America how can I write a holy litany in your silly mood?
I will continue like Henry Ford my strophes are as individual as his
automobiles more so they're all different sexes
America I will sell you strophes $2500 apiece $500 down on your old strophe
America free Tom Mooney
America save the Spanish Loyalists
America Sacco & Vanzetti must not die
America I am the Scottsboro boys.
America when I was seven momma took me to Communist Cell meetings they
sold us garbanzos a handful per ticket a ticket costs a nickel and the
speeches were free everybody was angelic and sentimental about the
workers it was all so sincere you have no idea what a good thing the party
was in 1835 Scott Nearing was a grand old man a real mensch Mother
Bloor made me cry I once saw Israel Amter plain. Everybody must have been a spy.
America you don're really want to go to war.
America it's them bad Russians.
Them Russians them Russians and them Chinamen. And them Russians.
The Russia wants to eat us alive. The Russia's power mad. She wants to take
our cars from out our garages.
Her wants to grab Chicago. Her needs a Red Reader's Digest. her wants our
auto plants in Siberia. Him big bureaucracy running our fillingstations.
That no good. Ugh. Him makes Indians learn read. Him need big black niggers.
Hah.

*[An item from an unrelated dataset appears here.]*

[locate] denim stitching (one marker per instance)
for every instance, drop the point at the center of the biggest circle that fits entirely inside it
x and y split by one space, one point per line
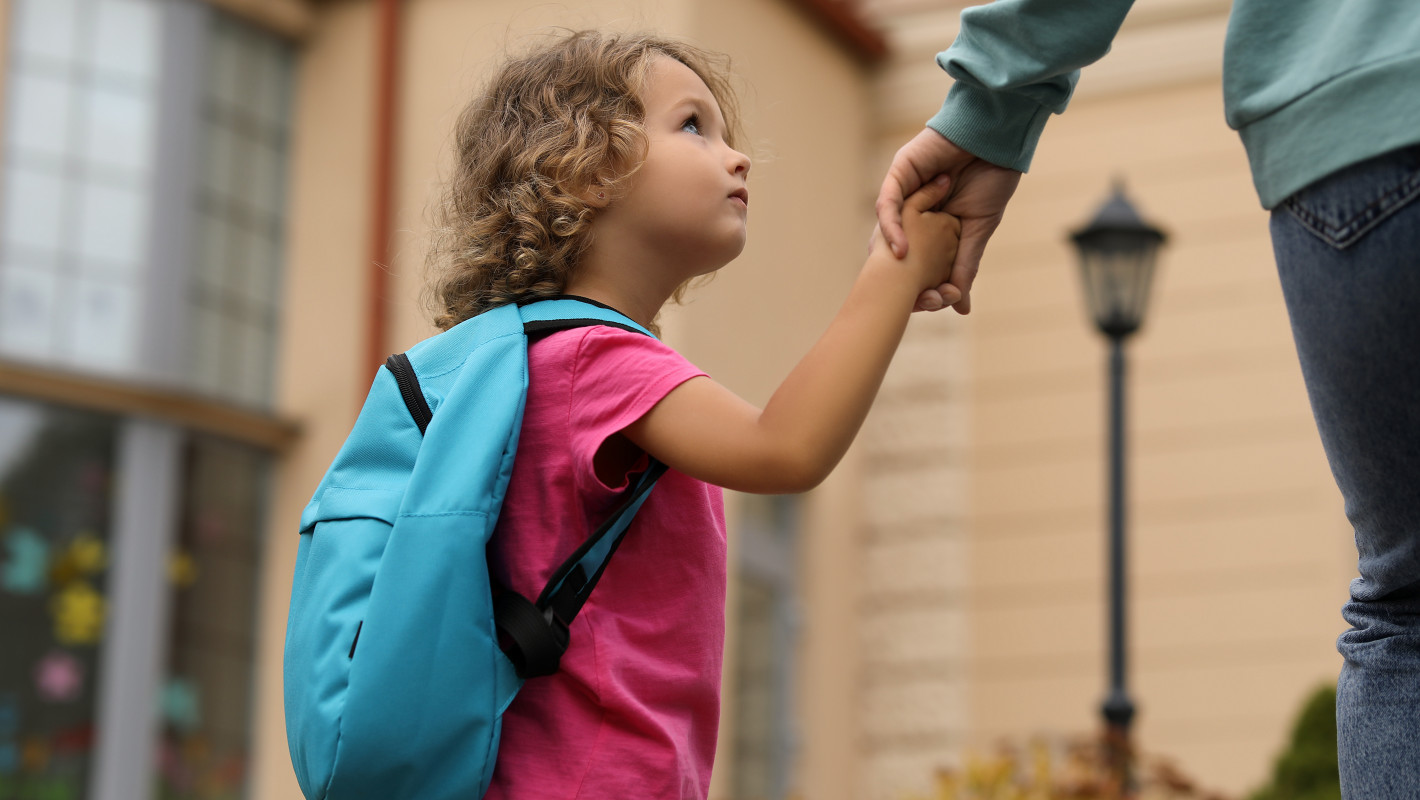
1349 232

Her make us all work sixteen hours a day. Help.
America this is quite serious.
America this is the impression I get from looking in the television set.
America is this correct?
I'd better get right down to the job.
It's true I don't want to join the Army or turn lathes in precision parts
factories, I'm nearsighted and psychopathic anyway.
America I'm putting my queer shoulder to the wheel.